The suit, filed in FIFA’s home city of Zurich with the backing of the largest labour union in the Netherlands, calls on FIFA to force Qatar to adopt “minimum labour standards” for migrant workers preparing for the tournament, including at least the right to quit a job or leave the country.
The Gulf state has faced criticism of its treatment of foreign workers from Amnesty International, the Building and Wood Workers’ International organisation and others.
Repon Chowdhury, secretary general of the Bangladesh Free Trade Union Congress, confirmed the organisation had joined forces with Dutch union FNV in the suit on behalf of a Bangladeshi man who says he was harshly exploited in Qatar.
It joined the suit as co-petitioner after failing to get compensation from the man’s employer, Qatar or FIFA, he said.

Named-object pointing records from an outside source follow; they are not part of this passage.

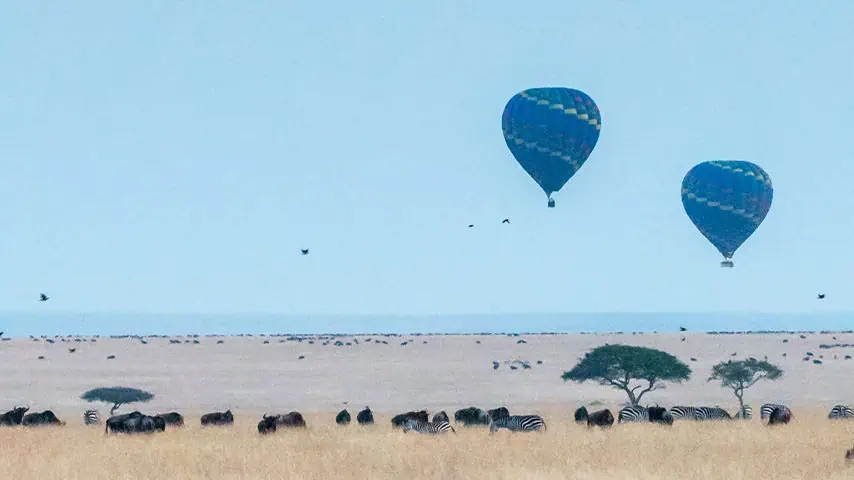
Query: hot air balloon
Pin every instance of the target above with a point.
(551, 132)
(727, 200)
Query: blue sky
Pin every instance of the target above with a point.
(175, 156)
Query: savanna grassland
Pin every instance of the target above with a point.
(812, 447)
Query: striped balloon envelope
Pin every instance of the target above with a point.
(551, 132)
(727, 200)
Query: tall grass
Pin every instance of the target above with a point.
(812, 447)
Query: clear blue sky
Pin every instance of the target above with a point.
(170, 156)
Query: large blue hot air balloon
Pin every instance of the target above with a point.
(727, 200)
(551, 132)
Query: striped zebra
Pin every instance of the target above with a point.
(766, 409)
(745, 413)
(841, 411)
(633, 414)
(413, 425)
(711, 413)
(91, 417)
(518, 423)
(683, 413)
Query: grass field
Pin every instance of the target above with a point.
(812, 447)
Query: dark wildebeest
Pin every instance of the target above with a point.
(13, 417)
(780, 415)
(218, 418)
(398, 420)
(172, 418)
(581, 415)
(659, 415)
(471, 416)
(38, 419)
(134, 422)
(271, 423)
(602, 418)
(497, 413)
(365, 417)
(441, 417)
(343, 417)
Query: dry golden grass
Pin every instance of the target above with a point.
(812, 447)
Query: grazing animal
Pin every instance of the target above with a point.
(471, 416)
(13, 417)
(840, 411)
(766, 409)
(581, 415)
(365, 417)
(172, 418)
(42, 418)
(780, 415)
(91, 417)
(518, 423)
(499, 412)
(413, 425)
(441, 417)
(602, 418)
(218, 418)
(398, 420)
(343, 417)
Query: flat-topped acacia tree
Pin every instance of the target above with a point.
(634, 370)
(117, 396)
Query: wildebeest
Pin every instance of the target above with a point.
(602, 418)
(660, 415)
(271, 423)
(365, 417)
(581, 415)
(471, 416)
(172, 418)
(13, 417)
(46, 417)
(135, 422)
(398, 420)
(343, 417)
(497, 413)
(441, 417)
(780, 415)
(218, 418)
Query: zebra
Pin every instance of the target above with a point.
(518, 423)
(683, 413)
(634, 413)
(841, 411)
(744, 413)
(711, 413)
(427, 427)
(91, 417)
(766, 409)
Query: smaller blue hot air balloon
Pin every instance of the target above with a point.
(551, 132)
(727, 201)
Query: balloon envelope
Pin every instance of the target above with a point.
(727, 200)
(551, 132)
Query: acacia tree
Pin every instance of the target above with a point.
(618, 366)
(117, 396)
(743, 374)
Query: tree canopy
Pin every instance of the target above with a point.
(618, 366)
(742, 374)
(117, 396)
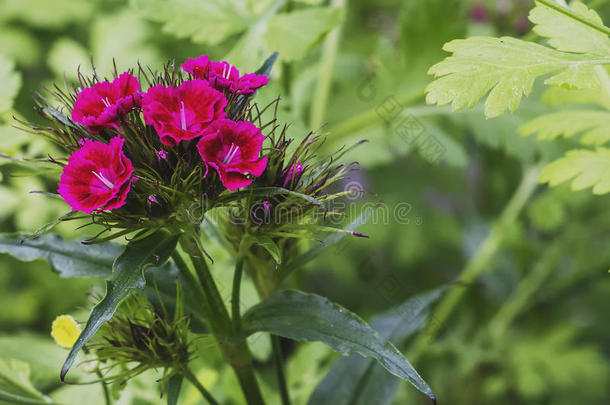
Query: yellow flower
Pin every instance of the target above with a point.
(65, 331)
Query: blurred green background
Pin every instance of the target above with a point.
(530, 330)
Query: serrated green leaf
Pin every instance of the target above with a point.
(127, 275)
(357, 381)
(68, 258)
(292, 35)
(584, 168)
(301, 316)
(10, 82)
(592, 124)
(567, 34)
(506, 68)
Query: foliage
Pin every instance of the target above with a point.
(529, 330)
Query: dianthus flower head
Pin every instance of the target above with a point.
(182, 113)
(98, 176)
(224, 76)
(232, 148)
(100, 106)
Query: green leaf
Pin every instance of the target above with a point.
(127, 275)
(209, 22)
(173, 389)
(592, 124)
(506, 68)
(357, 381)
(301, 316)
(293, 34)
(68, 258)
(584, 168)
(568, 34)
(267, 66)
(267, 243)
(10, 82)
(331, 240)
(15, 385)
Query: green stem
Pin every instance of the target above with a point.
(236, 354)
(526, 289)
(278, 360)
(479, 262)
(188, 374)
(235, 294)
(569, 13)
(327, 62)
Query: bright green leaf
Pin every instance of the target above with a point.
(506, 68)
(567, 34)
(15, 385)
(10, 82)
(292, 35)
(127, 275)
(301, 316)
(592, 124)
(585, 168)
(210, 21)
(268, 244)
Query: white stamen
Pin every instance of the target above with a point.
(230, 154)
(109, 185)
(182, 116)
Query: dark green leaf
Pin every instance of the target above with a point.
(127, 275)
(161, 287)
(297, 315)
(357, 381)
(268, 244)
(69, 258)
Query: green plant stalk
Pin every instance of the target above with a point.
(236, 354)
(479, 261)
(278, 360)
(188, 374)
(327, 62)
(235, 293)
(526, 289)
(569, 13)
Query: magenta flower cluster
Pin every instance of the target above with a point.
(98, 176)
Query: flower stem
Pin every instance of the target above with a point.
(188, 374)
(479, 262)
(235, 297)
(236, 354)
(278, 360)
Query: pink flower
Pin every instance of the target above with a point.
(100, 106)
(224, 76)
(98, 176)
(182, 113)
(232, 149)
(293, 173)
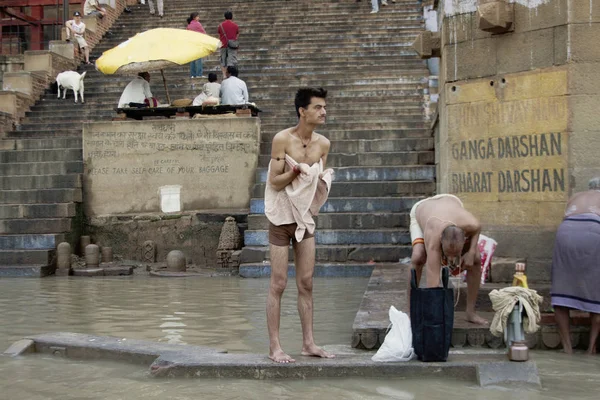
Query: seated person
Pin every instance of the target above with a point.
(210, 89)
(91, 7)
(138, 92)
(76, 29)
(233, 90)
(575, 266)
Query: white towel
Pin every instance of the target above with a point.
(301, 200)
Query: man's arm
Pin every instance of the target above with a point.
(278, 178)
(434, 264)
(245, 92)
(147, 92)
(472, 230)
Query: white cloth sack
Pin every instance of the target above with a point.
(397, 345)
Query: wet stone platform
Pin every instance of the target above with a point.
(172, 360)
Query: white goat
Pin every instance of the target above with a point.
(70, 80)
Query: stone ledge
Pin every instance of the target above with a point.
(171, 360)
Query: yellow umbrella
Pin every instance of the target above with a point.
(157, 49)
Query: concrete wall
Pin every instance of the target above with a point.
(130, 166)
(518, 129)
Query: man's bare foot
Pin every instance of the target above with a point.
(315, 351)
(280, 357)
(476, 319)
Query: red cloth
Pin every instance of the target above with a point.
(196, 26)
(231, 29)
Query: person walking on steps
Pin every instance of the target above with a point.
(196, 70)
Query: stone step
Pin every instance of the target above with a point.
(322, 269)
(40, 155)
(344, 221)
(29, 134)
(42, 168)
(370, 189)
(16, 182)
(46, 144)
(264, 87)
(340, 237)
(354, 204)
(42, 225)
(373, 174)
(32, 241)
(370, 159)
(362, 134)
(40, 196)
(60, 210)
(406, 149)
(20, 257)
(337, 253)
(26, 271)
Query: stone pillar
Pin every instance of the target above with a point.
(63, 262)
(107, 254)
(83, 243)
(92, 256)
(176, 261)
(149, 251)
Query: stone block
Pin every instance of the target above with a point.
(468, 60)
(38, 60)
(20, 347)
(583, 113)
(583, 149)
(495, 16)
(583, 12)
(525, 51)
(118, 270)
(91, 23)
(62, 48)
(428, 44)
(19, 82)
(561, 49)
(546, 15)
(583, 38)
(8, 102)
(88, 272)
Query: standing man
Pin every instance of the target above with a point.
(159, 6)
(298, 156)
(443, 233)
(233, 90)
(76, 28)
(91, 7)
(228, 33)
(576, 264)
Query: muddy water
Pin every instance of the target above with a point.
(223, 312)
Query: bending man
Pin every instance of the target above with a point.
(576, 266)
(297, 186)
(443, 233)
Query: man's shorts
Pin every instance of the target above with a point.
(81, 42)
(280, 235)
(228, 57)
(416, 232)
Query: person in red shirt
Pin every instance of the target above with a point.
(228, 33)
(196, 70)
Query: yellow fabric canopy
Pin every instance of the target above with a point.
(156, 49)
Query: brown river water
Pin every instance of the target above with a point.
(221, 312)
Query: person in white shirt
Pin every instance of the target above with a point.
(76, 28)
(233, 89)
(91, 7)
(138, 91)
(212, 88)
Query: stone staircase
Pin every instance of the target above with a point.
(381, 149)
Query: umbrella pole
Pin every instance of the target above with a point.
(166, 89)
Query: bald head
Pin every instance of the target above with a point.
(453, 241)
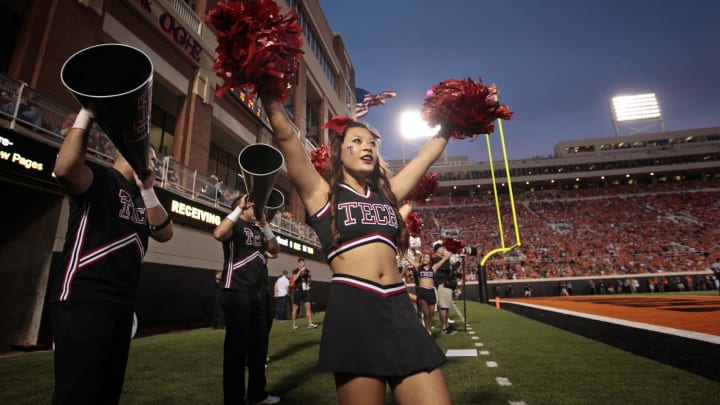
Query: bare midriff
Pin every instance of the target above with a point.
(373, 262)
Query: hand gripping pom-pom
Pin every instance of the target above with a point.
(453, 245)
(464, 108)
(258, 48)
(320, 157)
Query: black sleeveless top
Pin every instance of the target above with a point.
(362, 219)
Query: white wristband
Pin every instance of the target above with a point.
(84, 119)
(149, 198)
(233, 216)
(267, 232)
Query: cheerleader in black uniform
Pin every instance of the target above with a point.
(371, 336)
(246, 302)
(426, 295)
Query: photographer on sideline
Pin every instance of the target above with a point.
(301, 280)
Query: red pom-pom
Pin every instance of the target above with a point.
(338, 123)
(258, 48)
(453, 245)
(320, 157)
(425, 189)
(414, 224)
(464, 108)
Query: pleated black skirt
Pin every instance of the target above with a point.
(373, 330)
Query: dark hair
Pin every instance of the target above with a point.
(378, 181)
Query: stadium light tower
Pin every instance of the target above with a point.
(414, 131)
(637, 113)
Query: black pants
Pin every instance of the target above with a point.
(92, 342)
(218, 314)
(248, 318)
(281, 307)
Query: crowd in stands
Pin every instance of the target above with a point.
(621, 230)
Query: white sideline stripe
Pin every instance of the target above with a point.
(502, 381)
(638, 325)
(461, 353)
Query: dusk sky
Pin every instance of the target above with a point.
(557, 63)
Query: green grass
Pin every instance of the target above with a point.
(545, 365)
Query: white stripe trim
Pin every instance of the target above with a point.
(232, 266)
(349, 245)
(74, 259)
(367, 194)
(105, 251)
(370, 286)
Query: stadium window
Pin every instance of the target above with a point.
(162, 130)
(224, 165)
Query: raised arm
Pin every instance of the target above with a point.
(407, 178)
(442, 261)
(311, 187)
(70, 170)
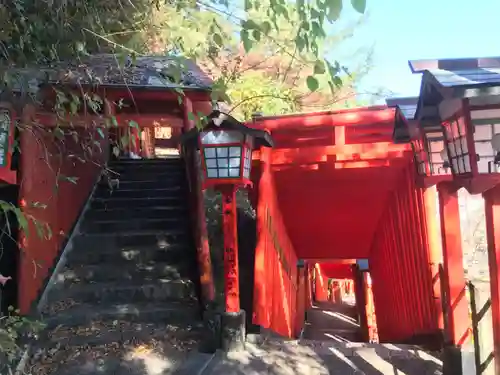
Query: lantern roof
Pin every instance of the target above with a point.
(115, 71)
(407, 105)
(218, 120)
(456, 78)
(405, 113)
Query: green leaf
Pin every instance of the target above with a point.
(133, 124)
(359, 5)
(319, 67)
(100, 132)
(265, 27)
(218, 39)
(256, 35)
(334, 9)
(71, 179)
(249, 25)
(247, 42)
(21, 219)
(312, 83)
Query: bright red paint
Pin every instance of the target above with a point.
(275, 289)
(343, 200)
(457, 306)
(231, 274)
(492, 210)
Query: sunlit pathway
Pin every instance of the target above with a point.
(324, 358)
(332, 321)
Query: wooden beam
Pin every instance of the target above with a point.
(356, 117)
(144, 121)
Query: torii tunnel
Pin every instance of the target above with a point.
(334, 189)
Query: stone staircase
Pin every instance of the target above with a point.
(126, 298)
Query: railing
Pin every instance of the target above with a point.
(276, 287)
(480, 303)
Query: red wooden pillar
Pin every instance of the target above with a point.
(435, 253)
(301, 300)
(492, 211)
(457, 308)
(321, 287)
(198, 217)
(309, 286)
(370, 309)
(231, 274)
(135, 140)
(359, 290)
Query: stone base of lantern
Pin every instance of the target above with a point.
(452, 360)
(233, 331)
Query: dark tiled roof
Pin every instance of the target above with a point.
(419, 66)
(408, 106)
(110, 70)
(470, 77)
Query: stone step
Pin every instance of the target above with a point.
(105, 248)
(70, 313)
(161, 352)
(147, 174)
(100, 332)
(132, 271)
(153, 181)
(125, 291)
(180, 211)
(145, 202)
(146, 162)
(103, 191)
(140, 224)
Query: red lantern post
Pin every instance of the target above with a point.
(226, 146)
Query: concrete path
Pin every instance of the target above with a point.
(328, 348)
(332, 321)
(325, 358)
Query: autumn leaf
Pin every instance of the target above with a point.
(4, 279)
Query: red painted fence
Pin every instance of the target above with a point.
(400, 265)
(276, 282)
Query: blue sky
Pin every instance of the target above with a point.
(402, 30)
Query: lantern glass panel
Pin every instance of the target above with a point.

“We tried to settle the issue amicably, but all our efforts failed and ultimately we had to file a petition,” Chowdhury said. “As the umbrella body of trade unions, we feel that his right as a human being has been denied and we strongly raised our voice against this violation of rights.”
A Qatar government spokesman had no immediate comment. Doha has previously denied exploiting workers and says it is implementing labour reforms.
Under Qatar’s “kafala” system, foreign workers must get their employer’s consent to change jobs or leave the country. Qatar will pass a law next week that lets workers appeal to the government if their employer stops them leaving the country.
Critics say workers will still find it hard to change jobs or travel.
Gas-rich Qatar is pursuing a $200 billion infrastructure upgrade and has recruited hundreds of thousands of workers from countries such as India, Nepal and Bangladesh. Foreign workers outnumber the local workforce by nearly 10 to one and can be jailed or deported for forming unions or holding protests.
FIFA was not immediately available for comment. In the past, it has cited plans under discussion to set up a group to monitor working conditions in Qatar.